His breath rattled in his own ears, and he choked back another coughing fit. The air was cool here, he thought appreciatively, feeling out the granite wall and turning his back against it, sitting down heavily. He didn't need to light a torch right away; he'd just take a short break …
Al heard the rattling of his armor as the ground under his feet vibrated, and he looked down curiously. What had that been? He tilted his head and started forward again. He still had a good piece of ground to cover before he reached the nearest cave entrance.

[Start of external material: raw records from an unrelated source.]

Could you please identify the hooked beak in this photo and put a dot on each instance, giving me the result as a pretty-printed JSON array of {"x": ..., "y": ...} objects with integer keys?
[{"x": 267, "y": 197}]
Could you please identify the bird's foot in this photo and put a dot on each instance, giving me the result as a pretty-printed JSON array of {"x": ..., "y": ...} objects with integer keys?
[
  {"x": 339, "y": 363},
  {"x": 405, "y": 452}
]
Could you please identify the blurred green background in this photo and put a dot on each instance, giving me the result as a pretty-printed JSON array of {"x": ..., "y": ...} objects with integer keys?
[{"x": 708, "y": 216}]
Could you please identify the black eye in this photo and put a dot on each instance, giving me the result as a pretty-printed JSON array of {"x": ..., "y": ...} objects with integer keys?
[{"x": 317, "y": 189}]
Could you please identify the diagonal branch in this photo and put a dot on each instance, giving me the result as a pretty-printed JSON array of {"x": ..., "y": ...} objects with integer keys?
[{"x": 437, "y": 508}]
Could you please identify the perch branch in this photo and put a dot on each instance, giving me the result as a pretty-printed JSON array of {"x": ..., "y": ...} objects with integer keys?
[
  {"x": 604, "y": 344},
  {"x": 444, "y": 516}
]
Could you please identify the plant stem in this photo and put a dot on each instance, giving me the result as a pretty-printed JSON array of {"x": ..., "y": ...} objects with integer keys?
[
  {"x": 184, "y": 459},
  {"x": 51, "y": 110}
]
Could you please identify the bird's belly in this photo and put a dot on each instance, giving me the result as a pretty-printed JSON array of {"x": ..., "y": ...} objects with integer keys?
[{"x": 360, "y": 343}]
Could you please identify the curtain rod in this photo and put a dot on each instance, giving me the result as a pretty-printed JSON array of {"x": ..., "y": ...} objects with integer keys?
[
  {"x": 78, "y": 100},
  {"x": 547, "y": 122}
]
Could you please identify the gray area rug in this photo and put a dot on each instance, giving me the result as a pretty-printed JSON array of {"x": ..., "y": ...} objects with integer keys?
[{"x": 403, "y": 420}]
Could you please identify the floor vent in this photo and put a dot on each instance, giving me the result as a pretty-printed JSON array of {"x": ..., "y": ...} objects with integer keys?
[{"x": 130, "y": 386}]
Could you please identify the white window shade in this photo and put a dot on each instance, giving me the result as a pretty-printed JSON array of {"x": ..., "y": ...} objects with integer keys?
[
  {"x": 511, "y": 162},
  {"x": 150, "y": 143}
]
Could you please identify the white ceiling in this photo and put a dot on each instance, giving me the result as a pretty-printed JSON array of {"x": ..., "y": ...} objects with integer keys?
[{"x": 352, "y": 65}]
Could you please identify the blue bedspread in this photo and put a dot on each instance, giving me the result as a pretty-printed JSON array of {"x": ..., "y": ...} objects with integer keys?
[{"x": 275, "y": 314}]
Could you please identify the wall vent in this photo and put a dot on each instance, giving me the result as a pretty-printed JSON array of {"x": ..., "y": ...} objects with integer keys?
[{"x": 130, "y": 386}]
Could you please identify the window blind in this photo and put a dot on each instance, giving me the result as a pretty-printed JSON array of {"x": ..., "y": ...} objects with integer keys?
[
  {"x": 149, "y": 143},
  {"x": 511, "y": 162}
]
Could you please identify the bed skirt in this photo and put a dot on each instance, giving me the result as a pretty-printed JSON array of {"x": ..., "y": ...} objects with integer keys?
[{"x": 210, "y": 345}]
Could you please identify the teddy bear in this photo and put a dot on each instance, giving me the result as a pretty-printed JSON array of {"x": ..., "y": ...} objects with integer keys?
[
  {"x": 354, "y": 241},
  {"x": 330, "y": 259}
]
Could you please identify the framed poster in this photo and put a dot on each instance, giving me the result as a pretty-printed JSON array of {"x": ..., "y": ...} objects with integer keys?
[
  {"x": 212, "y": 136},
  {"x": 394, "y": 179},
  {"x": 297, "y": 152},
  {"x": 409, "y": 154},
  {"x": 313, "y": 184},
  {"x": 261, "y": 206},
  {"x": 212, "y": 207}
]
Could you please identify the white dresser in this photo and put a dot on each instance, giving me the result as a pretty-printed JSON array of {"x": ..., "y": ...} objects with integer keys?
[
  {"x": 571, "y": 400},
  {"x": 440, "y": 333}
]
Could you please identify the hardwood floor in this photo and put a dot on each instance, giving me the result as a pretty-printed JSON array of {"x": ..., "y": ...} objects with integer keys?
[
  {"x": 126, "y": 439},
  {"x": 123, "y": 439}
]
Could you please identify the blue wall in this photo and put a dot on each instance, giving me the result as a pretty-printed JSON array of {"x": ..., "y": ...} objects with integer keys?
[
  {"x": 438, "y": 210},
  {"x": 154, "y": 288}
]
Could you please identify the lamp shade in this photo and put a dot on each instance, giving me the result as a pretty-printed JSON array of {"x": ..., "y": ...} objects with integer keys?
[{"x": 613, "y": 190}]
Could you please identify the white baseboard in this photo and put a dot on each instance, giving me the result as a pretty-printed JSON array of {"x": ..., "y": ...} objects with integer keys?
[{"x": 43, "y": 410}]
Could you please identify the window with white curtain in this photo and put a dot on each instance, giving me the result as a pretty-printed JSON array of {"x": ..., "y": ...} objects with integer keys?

Al lifted his head and looked behind him. "Hmm?"
He was surprised to see Tym running after him, panting for breath. "We heard the collapse in the other tunnel," he gasped as he drew even to Al, leaning over his knees. "It … when I found out …"
"Please take a moment to catch your breath," Al suggested, looking down at him thoughtfully. "Are you all right?"
"I'm fine," Tym panted, smiling weakly, slowly recovering. He straightened after a bit, wiping sweat from his coal-streaked forehead with a coal-streaked forearm. "I asked where you'd gone when I found out what had happened, and they pointed me after you. I figured you would … would look for the closest cave system …"
"Why did you come?" Al asked gently, appreciative of the gesture of simply following him out here.
"I wanted to help, if I can," Tym said, eyeing Al warily and nervously. "I … I'm not happy the Alchemist came, but if he's alive …" he trailed off.
"I understand." Al nodded, and turned to start back down the pathway. "I'm grateful for your help."
Tym nodded back, running a few steps to walk just behind Al. "Thank you," he said in a low voice, "for letting me help."